"What was the spark that ignited your desire to create B5?"
It was a number of things, actually, that all came together at the
1) I'd just gotten off an SF series (Captain Power) where the budget
was out of control half the time. It made me nuts. I come from this very
old fashioned school of thought that says if somebody gives you X-million
dollars to make a series, it behooves you to act RESPONSIBLY. Then I
looked around more and found that virtually ALL sf series had gone and
were going over budget, mainly because they weren't planned out properly.
The emphasis was on just selling the idea, who cares what happens next.
Whatever one might think of the episode, the 1/2 hour "Nightcrawlers"
installment of the new TWILIGHT ZONE cost a tick over ONE MILLION DOLLARS.
That's nuts. I kept thinking, "There has to be a sensible way to do an sF
series that's responsible, and by virtue of showing it CAN be done
responsibly, help to create MORE sf from other people, since the industry
overall is afraid of it."
2) I'd interviewed and known too many SF producers who knew absolutely
NOTHING about the genre, didn't respect the genre, just wanted to collect
the bucks and get out.
3) As a lifelong SF fan myself, I loved the sagas, the huge cycles:
Foundation, Childhood's End, Lord of the Rings, Dune, and kept wondering,
"Why hasn't someone done this for TV?" To which the only answer is,
Those elements just kept niggling at me until finally I sat down and
worked out first how to design a series responsibly, then came up with the
concept for the storyline. (Learn from mainstream TV: don't go in search
of new worlds, building them anew each week, create a place where the
stories come to YOU, as they do in a hospital, a police station, a law
office. This led me to a space station.)
Once I had the locale, I began to populate it with characters, and
sketch out directions that might be interesting. I dragged out my notes
on religion, philosophy, history, sociology, psychology, science (the ones
that didn't make my head explode), and started stitching together a
crazy quilt pattern that eventually formed a picture. Once I had that
picture in my head, once I knew what the major theme was, the rest fell
into place. All at once, I saw the full five year story in a flash, and
I frantically began scribbling down notes.
I spent the next couple of years just expanding upon what I saw in
that flash, building out the characters, the conflicts, the changes in
alliance, shoring up the thematic elements which will only really become
apparent over time. In a way, in the midst of this, it was Tennyson's
"Ulysses" that more surely pointed me toward the heartmeat core of the
story, which is why I've quoted it in the pilot, in the series, and in
issue #1 of the comic.
I knew, instantly, that this show might well be impossible to sell;
that I could invest years of my life into the task, only to fail in the
end. And, in fact, it took *five years* to finally get this anywhere.

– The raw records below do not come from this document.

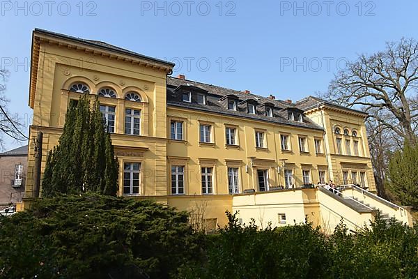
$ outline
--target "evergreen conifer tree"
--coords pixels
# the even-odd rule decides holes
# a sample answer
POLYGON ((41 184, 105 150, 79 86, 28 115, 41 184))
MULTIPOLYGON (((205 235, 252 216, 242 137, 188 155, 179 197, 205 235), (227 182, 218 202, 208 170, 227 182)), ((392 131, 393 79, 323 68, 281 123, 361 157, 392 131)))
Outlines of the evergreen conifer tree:
POLYGON ((97 99, 92 107, 86 96, 70 105, 59 145, 48 154, 42 197, 84 192, 116 195, 118 160, 97 99))
POLYGON ((389 163, 388 181, 391 190, 405 205, 418 209, 418 144, 405 144, 389 163))

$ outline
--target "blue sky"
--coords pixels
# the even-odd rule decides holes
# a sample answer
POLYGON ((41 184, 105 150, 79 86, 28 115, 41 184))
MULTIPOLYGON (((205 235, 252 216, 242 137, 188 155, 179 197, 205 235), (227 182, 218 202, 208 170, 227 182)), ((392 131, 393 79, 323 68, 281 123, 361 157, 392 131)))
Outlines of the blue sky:
MULTIPOLYGON (((418 38, 418 1, 0 1, 9 110, 28 107, 31 31, 100 40, 178 64, 173 75, 296 100, 387 41, 418 38)), ((6 137, 6 136, 5 136, 6 137)), ((25 144, 25 143, 23 143, 25 144)), ((19 143, 6 139, 6 149, 19 143)))

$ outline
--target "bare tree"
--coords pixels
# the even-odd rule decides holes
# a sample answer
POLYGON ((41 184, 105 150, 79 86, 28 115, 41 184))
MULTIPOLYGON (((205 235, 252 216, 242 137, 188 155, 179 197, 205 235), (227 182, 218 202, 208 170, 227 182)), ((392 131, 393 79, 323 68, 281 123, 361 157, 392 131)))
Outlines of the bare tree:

During that time, had I dropped it, I could've likely sold two or three
other more conventional series. But like Sinclair, I strapped myself
into this particular Starfury, pointed myself at my target, and swore not
to flinch, no matter what. (In discussions about this with Michael, we
agreed that only he and I were really entitled to wear the patches from
the Battle of the Line.)
For a long time, a lot of people told me to drop it. My agent said,
"Kiddo, you know I love the project, but I think you've got to face
reality. It's not going to happen. I have several other gigs you could
take if you'd drop this for a while. Maybe later you can try again."
Friends, family, acquaintances, network suits, studio suits, Major
Agencies...everyone said let it go. It's been four years, going on five.

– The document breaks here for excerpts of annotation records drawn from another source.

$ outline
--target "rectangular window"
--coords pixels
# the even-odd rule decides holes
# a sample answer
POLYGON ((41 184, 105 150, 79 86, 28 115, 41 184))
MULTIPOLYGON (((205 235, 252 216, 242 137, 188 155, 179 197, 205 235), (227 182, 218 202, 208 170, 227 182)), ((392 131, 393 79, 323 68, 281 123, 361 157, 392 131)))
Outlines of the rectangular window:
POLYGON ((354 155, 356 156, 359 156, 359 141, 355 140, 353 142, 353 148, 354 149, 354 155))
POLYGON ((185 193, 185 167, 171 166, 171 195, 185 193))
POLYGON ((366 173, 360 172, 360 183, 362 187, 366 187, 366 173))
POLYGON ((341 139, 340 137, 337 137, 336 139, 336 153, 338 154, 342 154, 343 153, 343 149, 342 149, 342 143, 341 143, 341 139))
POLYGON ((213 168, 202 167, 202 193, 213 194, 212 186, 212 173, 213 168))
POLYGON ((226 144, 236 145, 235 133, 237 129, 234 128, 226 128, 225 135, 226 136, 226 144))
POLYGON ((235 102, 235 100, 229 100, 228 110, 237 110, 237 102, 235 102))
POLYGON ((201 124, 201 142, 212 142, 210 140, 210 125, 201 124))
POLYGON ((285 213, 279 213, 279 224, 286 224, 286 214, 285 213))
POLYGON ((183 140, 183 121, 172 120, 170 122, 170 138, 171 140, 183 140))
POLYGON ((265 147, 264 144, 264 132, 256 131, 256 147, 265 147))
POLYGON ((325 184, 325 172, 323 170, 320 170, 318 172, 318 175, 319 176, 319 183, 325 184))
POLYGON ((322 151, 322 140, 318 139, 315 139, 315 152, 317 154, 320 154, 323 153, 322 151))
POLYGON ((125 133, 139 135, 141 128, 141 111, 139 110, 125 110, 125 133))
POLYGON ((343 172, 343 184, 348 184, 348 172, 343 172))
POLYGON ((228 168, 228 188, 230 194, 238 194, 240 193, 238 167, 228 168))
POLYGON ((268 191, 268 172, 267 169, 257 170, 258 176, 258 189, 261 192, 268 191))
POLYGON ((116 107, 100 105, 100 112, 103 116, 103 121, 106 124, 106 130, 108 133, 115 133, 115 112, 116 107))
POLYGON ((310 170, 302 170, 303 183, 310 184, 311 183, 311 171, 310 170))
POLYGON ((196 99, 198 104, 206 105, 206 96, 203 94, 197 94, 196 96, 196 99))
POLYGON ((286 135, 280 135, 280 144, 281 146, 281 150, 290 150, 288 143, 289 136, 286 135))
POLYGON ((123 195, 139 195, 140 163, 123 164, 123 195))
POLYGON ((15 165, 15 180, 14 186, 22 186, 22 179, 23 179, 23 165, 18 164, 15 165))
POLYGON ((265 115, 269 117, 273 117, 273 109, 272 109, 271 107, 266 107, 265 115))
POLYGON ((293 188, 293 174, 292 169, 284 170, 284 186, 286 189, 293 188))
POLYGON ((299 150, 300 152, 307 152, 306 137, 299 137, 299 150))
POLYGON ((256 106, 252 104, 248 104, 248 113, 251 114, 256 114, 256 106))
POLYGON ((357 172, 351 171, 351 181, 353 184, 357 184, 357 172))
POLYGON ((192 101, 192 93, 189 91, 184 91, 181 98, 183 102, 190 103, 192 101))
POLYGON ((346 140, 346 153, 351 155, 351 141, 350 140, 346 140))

How much longer are you going to DO this?
As long as it TAKES, goddamn it.
I knew that there was a story I wanted to tell, something that I
wanted to SAY. And there is nothing more essentially deadly than someone
who believes, rightly or wrongly, that he's on a mission, grandiose and
possibly stupid as that sounds. I also wanted to make this show because
I wanted to SEE it as a viewer. Several years ago, I was looking for a
particular kind of book to read. Couldn't find it. So I wrote it, then
shoved it in a closet. My agent heard about it a year or two later,
dragged it out, read it, and sold it. Go figure.
Also, you have to understand...when I was a very young kid, I went to
visit my grandfather's grave. My grandfater was an alcoholic who died in
the gutter. Literally. And was buried in a pauper's grave. Ever been to
a pauper's grave? Lead pipe. Brass number. You check the roster to find
out who's buried. No name, no date. He passed through his life without
leaving footprints. It terrified me beyond the capacity of words to convey
to you. I swore, at that moment, that I wouldn't go down like that, that
I'd leave a mark, somehow, that I'd been here. And on one level, that's
what Babylon 5 is to me. See, that's why nothing stops me...it's not about
money, or fame, or merchandising...there's nothing they can use agains]
me. Whether I stand or fall doesn't matter. If I write hard, if I work
hard, what I have created will survive me. Even when I'm forgotten, this
will go on. I will have left my mark.
That, at least, is the conceit I allow myself in the Hour of the Wolf,
when everything looks futile, and I doubt myself the most.